Théobald Boehm lui-même, lorsqu’il présenta sa nouvelle flûte dans les années 1830, qu’il perfectionna en 1847, avait essayé toutes sortes de matériaux susceptibles de contourner les inconvénients du bois. Ce fut le cas de l’ébonite (caoutchouc vulcanisé), qui venait d’être inventé, en 1839, par l’américain Hutchinson. Il se rabattit finalement sur un nouvel alliage de cuivre, zinc et étain, mis au point entre 1819 et 1823 par les métalliers lyonnais Maillot et Chorier: le maillechort, ainsi que sur l’argent.

La flûte et la graminée

Le XIXe siècle est celui de l’invention de nouveaux instruments. Le génial Adolphe Sax compléta la série des cuivres (saxhorn, cornets…) et inventa une famille de clarinettes coniques pour laquelle il abandonna le bois, trop difficile à mettre en œuvre, au bénéfice du cuivre et de ses alliages : ce sont les saxophones. S’agissant d’instruments entièrement nouveaux, il n’y avait pas trahison.

Cette clarinette en ébonite a été créée par Graves & Company en 1889. Dès les années 1840, ThéobaWld Boehm avait testé ce matériau pour des instruments de musique © Metropolitan Museum of Art CC BY-NC-SA 1.0

 

À l’Exposition universelle de 1937 à Paris, le pavillon de l’Allemagne présentait des prototypes d’instruments fabriqués en polyméthylacrilate de méthyle, ou plexiglas, par les frères Mönnig qui repartirent avec une médaille d’or. Nous étions alors loin des mythiques flûtes en cristal incrustées d’améthystes, que signait le Parisien Laurent entre 1810 et 1830, mais tous cherchaient une inertie à l’humidité que le bois ne peut offrir.

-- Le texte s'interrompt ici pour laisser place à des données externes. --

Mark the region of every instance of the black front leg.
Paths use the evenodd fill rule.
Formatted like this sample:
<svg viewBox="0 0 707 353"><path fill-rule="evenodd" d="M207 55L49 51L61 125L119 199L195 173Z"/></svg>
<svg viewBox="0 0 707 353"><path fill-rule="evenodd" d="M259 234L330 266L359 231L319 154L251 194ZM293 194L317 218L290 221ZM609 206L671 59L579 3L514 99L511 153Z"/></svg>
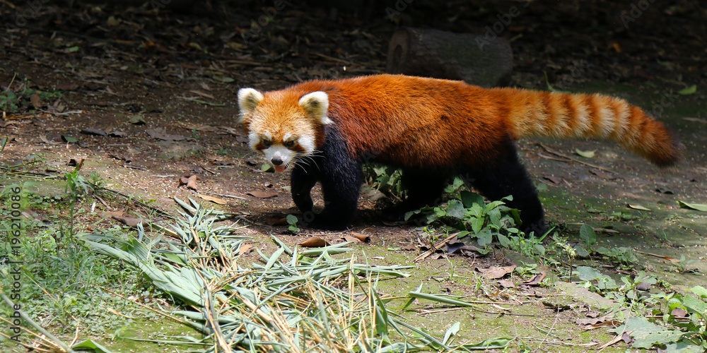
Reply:
<svg viewBox="0 0 707 353"><path fill-rule="evenodd" d="M312 169L307 164L298 163L295 164L291 176L290 189L292 191L292 201L303 214L311 213L314 204L312 202L312 188L319 180L316 173L317 167Z"/></svg>
<svg viewBox="0 0 707 353"><path fill-rule="evenodd" d="M295 203L302 211L302 225L322 229L346 229L354 221L358 208L361 164L351 157L346 142L334 128L329 130L326 142L317 155L310 165L300 172L296 168L293 171L293 198L298 193ZM305 172L312 176L304 175ZM322 184L324 194L324 210L319 214L312 212L309 194L317 181Z"/></svg>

Tout récemment, les chercheurs de l’Ircam (Institut de recherche et coordination acoustique/musique) se sont penchés sur une reproduction expérimentale d’instruments anciens par numérisation, puis impression en trois dimensions. Quelles perspectives artisans et artistes pourront-ils en tirer ?

Le végétal, ses chaumes, ses feuilles, ses fibres, ses fruits et ses graines ont inspiré les musiciens. Ils nous ont montré les chemins de la lutherie, qui en gardera éternellement le souvenir et qui n’est d’ailleurs pas encore prête à les abandonner. Un air de flûte évoquera toujours l’effet du souffle dans une tige de graminée…

 

Daniel Lejeune
Administrateur de la SNHF

 

(1*) Depuis la découverte de l’Amérique, il en arriva tant de la région de Pernambouc qu’il conserva ce nom.

(2*) Voir l’encadré sur les palissandres en page 30.

POUR FAIRE DANSER LA GIGUE

Les colons de la Nouvelle-France, qui n’avaient pas à leur disposition l’érable ondé, ni l’épicéa d’Europe, fabriquèrent des instruments avec les bois locaux tout à fait suffisants pour faire danser le quadrille et la gigue. De tels violons s’appelaient, dans le savoureux jargon québécois, une «giguère » et l’érable canadien dans lequel on le taillait, un « érable à giguère », nom qui est resté dans les ouvrages de botanique pour l’Acer negundo!